Benihana Franchise · 2024 FDDAnswer from 2024 FDD Document
dgments and uncertainties may result in materially different amounts being reported under
Our significant accounting estimates are discussed in additional detail in Note 2 to our consolidated financial statements. We base our estimates on historical experience and various assumptions that we believe to be reasonable under the circumstances and we evaluate those estimates on an ongoing basis. Actual results may differ from these
estimates under different assumptions or conditions. We believe that our significant accounting estimates involve a higher degree of judgment and/or complexity for the reasons discussed below: Income Taxes
We recognize deferred tax assets and liabilities based on the differences between the financial statement carrying amounts and the respective tax bases of our assets and liabilities. Deferred tax assets and liabilities are measured using current enacted rates expected to apply to taxable income in the years in which we expect the temporary differences to reverse.

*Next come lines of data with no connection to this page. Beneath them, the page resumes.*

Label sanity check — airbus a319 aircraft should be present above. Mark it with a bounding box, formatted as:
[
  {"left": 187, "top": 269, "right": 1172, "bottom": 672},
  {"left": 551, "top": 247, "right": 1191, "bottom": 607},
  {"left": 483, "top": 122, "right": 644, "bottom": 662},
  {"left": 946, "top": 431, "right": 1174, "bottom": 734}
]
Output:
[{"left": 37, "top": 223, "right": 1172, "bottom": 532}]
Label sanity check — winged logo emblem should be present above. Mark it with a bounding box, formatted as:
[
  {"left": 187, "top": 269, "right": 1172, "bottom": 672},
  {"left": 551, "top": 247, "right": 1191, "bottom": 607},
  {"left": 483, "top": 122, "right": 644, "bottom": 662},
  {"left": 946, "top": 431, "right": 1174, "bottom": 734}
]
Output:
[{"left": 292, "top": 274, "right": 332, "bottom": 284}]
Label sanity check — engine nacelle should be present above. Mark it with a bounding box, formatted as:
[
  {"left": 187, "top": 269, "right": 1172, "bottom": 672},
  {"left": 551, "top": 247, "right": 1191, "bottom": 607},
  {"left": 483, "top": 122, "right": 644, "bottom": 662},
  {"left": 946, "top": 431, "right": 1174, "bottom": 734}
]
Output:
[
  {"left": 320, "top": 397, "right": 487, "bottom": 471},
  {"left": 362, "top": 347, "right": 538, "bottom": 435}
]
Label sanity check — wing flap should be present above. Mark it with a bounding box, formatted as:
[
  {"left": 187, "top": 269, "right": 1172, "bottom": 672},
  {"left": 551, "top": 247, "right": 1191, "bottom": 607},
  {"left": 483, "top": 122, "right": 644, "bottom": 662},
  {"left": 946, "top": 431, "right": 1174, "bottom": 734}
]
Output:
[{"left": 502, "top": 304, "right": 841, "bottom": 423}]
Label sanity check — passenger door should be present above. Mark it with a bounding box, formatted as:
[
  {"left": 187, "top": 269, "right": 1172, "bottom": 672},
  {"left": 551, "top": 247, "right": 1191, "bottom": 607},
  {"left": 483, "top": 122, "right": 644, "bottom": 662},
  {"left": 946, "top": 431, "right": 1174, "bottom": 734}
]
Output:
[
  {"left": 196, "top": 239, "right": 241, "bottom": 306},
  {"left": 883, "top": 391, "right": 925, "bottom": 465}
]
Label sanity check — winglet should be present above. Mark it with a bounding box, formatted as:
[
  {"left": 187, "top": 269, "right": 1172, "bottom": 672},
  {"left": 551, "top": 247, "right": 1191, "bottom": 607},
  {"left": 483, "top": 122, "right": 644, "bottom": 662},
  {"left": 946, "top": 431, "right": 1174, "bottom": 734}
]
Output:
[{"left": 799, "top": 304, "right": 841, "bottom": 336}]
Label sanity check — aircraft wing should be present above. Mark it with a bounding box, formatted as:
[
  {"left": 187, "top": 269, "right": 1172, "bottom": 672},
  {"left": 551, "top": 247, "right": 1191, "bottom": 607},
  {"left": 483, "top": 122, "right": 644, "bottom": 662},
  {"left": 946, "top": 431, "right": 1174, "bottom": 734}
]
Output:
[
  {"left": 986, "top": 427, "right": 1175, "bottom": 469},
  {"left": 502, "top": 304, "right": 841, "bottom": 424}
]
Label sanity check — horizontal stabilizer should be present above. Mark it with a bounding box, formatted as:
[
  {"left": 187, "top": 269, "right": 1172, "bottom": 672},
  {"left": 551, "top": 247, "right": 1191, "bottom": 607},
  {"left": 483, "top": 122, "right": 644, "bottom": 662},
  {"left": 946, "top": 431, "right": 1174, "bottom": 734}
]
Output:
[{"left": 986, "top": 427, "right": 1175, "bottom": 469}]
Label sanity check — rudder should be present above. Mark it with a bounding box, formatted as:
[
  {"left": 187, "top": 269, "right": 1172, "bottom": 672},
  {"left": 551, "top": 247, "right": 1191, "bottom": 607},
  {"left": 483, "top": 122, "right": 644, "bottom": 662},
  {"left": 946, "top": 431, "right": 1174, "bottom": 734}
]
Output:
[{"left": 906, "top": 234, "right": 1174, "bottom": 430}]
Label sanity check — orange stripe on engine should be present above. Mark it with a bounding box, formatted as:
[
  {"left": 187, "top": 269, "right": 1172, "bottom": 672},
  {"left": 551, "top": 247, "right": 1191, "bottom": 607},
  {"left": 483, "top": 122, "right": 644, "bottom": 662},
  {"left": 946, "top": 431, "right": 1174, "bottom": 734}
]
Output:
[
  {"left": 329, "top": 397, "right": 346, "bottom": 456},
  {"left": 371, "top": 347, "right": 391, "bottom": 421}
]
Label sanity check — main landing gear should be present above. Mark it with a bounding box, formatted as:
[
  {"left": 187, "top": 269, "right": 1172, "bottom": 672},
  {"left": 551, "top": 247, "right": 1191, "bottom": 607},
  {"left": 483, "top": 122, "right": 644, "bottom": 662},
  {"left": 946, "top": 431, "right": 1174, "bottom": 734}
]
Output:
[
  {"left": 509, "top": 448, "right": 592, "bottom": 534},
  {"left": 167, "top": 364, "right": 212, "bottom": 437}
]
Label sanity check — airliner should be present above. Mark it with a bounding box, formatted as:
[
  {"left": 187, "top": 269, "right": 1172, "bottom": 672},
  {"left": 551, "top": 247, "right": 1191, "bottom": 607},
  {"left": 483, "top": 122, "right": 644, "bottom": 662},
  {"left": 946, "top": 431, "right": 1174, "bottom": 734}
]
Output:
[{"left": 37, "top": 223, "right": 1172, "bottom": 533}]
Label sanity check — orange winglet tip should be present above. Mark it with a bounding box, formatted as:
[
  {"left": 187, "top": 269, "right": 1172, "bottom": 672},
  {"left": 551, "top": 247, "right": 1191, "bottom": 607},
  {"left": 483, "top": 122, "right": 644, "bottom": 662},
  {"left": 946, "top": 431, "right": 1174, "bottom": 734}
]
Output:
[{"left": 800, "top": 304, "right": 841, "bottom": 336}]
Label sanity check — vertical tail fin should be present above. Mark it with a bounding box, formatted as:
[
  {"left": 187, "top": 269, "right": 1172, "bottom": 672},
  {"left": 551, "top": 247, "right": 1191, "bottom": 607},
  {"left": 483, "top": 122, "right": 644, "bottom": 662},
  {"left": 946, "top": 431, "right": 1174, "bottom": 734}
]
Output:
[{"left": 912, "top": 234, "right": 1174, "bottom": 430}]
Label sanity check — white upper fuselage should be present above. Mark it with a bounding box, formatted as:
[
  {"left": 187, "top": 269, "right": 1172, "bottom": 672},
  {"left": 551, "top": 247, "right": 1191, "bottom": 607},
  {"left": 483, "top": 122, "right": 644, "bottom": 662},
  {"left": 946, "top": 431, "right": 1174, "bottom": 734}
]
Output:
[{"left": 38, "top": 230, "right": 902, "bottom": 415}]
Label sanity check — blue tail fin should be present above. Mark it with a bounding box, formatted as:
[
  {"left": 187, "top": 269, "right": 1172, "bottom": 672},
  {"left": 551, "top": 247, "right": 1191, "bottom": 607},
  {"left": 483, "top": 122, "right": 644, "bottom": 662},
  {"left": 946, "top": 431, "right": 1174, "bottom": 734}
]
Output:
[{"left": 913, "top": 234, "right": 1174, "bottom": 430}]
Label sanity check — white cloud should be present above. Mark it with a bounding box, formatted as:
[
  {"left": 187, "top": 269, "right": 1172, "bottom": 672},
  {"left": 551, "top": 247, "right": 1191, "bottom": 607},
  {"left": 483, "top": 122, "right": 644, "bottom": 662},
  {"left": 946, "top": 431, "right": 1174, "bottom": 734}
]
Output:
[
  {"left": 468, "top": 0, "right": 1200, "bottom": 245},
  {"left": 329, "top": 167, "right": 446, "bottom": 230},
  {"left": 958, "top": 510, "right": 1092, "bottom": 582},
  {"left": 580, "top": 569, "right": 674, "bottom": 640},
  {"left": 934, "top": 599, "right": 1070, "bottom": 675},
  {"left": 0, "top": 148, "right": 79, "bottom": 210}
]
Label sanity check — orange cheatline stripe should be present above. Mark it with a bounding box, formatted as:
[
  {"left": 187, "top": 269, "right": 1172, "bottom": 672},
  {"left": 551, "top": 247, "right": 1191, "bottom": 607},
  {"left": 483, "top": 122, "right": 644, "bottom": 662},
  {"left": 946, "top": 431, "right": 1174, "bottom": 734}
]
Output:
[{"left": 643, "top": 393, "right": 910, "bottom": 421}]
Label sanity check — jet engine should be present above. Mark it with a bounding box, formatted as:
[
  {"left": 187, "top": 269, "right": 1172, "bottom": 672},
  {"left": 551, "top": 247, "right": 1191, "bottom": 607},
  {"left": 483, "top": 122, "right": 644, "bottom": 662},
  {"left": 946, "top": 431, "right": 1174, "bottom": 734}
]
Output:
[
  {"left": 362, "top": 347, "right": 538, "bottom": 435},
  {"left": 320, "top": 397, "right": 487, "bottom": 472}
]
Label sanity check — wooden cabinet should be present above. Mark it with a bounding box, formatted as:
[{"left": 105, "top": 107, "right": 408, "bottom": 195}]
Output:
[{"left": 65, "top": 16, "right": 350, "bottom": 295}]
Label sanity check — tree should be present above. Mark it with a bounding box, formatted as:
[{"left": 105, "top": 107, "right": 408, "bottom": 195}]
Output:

We routinely evaluate the likelihood of realizing the benefit of our deferred tax assets and may record a valuation allowance if, based on all available evidence, we determine that some portion of the tax benefit will not be realized.
In addition, our income tax returns are periodically audited by federal, state and foreign tax authorities. These audits include questions regarding our tax filing positions, including the timing and amount of deductions taken and the allocation of income amongst various tax jurisdictions. We evaluate our exposures associated with our various tax filing positions and record a related liability. We adjust our liability for unrecog
Source: Item 22 — CONTRACTS (FDD pages 73–74)
What This Means (2024 FDD)
According to Benihana's 2024 Franchise Disclosure Document, the company recognizes deferred tax assets and liabilities based on the differences between the financial statement carrying amounts and the respective tax bases of its assets and liabilities. These deferred tax assets and liabilities are measured using current enacted rates expected to apply to taxable income in the years in which the company expects the temporary differences to reverse. This approach aligns with standard accounting practices, ensuring that tax implications are recognized in the periods they are expected to occur, rather than when the cash transaction takes place.
Benihana routinely evaluates the likelihood of realizing the benefit of its deferred tax assets. If, based on all available evidence, the company determines that some portion of the tax benefit will not be realized, it may record a valuation allowance. As of December 31, 2023, Benihana had a valuation allowance of $0.6 million, which relates to foreign tax credits they do not expect to utilize due to generating income in a jurisdiction with a higher income tax rate than the U.S. This valuation allowance reduces the deferred tax asset to the amount that is more likely than not to be realized.
Furthermore, Benihana's income tax returns are periodically audited by federal, state, and foreign tax authorities. These audits include questions regarding their tax filing positions, including the timing and amount of deductions taken and the allocation of income amongst various tax jurisdictions. Benihana evaluates its exposures associated with its various tax filing positions and records a related liability. They adjust their liability for unrecognized tax benefits and income tax provision in the period in which an uncertain tax provision is effectively settled, the statute of limitations expires for the relevant taxing authority to examine the tax position, or when more information becomes available. This process requires significant management judgment regarding the interpretation of applicable statutes, the status of various income tax audits, and particular facts and circumstances.